Introduction: A 2½ D point cloud registration method was developed to generate digital twins of different tissue shapes and resection cavities by applying a machine learning (ML) approach. This demonstrates the feasibility of quantifying soft tissue shifts. Methods: An ML model was trained using simulated surface scan data obtained from tumor resections in a pig head cadaver model. It hereby uses 438 2½ D scans of the tissue surface. Tissue shift was induced by a temperature change from 7.91 ± 4.1°C to 36.37 ± 1.28°C. Results: Digital twins were generated from various branched and compact resection cavities (RCs) and cut tissues (CT). A temperature increase induced a tissue shift with a significant volume increase of 6 mL and 2 mL in branched and compact RCs, respectively (p = 0.0443; 0.0157). The volumes of branched and compact CT were decreased by 3 and 4 mL (p < 0.001). In the warm state, RC and CT no longer fit together because of the significant tissue deformation. Although not significant, the compact RC showed a greater tissue deformation of 1 μL than the branched RC with 0.5 μL induced by the temperature change (p = 0.7874). The branched and compact CT forms responded almost equally to changes in temperature (p = 0.1461). Conclusions: The simulation experiment of induced soft tissue deformation using digital twins based on 2½ D point cloud models proved that our method helps to quantify shape-dependent tissue shifts.

Point clouds allow the acquisition and display of 2½ D images. Point clouds are characterized by their ease of use, strong adaptability, low computational complexity, and high detail reproduction ability. Point clouds are the natural representation of surface scanning techniques, such as laser scanning or stereo. Therefore, changes in surface geometry can be directly captured using point cloud registration methods. In particular, tissue surface can be measured and represented as point clouds, and appropriate registration approaches can be used to measure tissue deformation [1].

Tissue deformation, also referred to as tissue shift, is a highly relevant problem in soft-tissue surgery. This causes landmarks to be displaced, making orientation in soft tissues challenging. Depending on its consistency and shape, tissue deforms after wound opening owing to loss of tension, patient positioning, or tissue extraction. So far, this effect has been extensively described in neurosurgical literature [2, 3]. Tissue displacement is also a problem in head and neck surgery, especially during tumor resection, where many critical structures are located in close proximity and potentially require protection.

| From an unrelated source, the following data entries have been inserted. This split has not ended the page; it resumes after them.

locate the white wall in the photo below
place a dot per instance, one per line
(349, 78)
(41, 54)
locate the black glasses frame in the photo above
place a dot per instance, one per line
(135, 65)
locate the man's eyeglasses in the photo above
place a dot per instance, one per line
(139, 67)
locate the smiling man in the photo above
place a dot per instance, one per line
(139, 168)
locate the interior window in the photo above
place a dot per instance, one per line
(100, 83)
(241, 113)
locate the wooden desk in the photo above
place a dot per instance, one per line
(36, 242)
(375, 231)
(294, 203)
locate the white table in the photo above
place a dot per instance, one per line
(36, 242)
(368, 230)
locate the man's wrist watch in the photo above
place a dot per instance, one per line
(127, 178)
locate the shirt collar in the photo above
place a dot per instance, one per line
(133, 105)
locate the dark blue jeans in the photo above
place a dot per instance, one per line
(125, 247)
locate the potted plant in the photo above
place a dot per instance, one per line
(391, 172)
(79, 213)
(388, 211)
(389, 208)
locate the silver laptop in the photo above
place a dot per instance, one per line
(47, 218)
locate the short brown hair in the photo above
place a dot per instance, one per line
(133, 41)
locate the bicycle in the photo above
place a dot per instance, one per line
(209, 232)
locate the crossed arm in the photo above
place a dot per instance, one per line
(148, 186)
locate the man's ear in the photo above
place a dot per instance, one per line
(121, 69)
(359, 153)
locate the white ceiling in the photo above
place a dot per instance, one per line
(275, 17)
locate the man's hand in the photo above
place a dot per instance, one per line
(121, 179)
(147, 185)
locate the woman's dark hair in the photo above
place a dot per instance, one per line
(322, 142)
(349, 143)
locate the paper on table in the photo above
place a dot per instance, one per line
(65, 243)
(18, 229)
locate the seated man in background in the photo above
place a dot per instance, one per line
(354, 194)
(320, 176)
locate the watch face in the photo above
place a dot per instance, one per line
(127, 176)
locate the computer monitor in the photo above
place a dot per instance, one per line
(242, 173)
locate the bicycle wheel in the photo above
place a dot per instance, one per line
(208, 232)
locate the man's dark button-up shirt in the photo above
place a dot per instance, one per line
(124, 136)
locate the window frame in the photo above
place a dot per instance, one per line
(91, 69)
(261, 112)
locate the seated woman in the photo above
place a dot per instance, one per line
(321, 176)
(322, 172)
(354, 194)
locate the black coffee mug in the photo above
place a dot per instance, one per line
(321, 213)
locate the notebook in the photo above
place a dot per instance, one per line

After tumor surgery, the pathological TNM classification determines the course of therapy and prognosis. To determine the pathological T stage, the tumor must be examined by a pathologist, which is a difficult task in the presence of malformation. Different tumor formations and tissue shifts also pose challenges for pathologists and surgeons in the management of frozen sections.

The main goal of this study was to develop an ML-based strategy that facilitates the quantification of different tumor shapes and determines their changes during tissue shift using point cloud registration and digital twins. To the best of our knowledge, this is the first approach to handle shape-dependent tissue shifts.

Animal Cadavers and 2½ D Scans

This experimental study was performed using 45 pig head cadavers (Schradi Frischfleisch GmbH, Mannheim, Germany). The study was approved by the Mannheim Veterinary Office (DE 08 222 1019 21). Thus, large amounts of data can be generated to train AI. Real tumor material is only available to a limited extent and cannot be reproduced. Therefore, we conducted a cadaver study.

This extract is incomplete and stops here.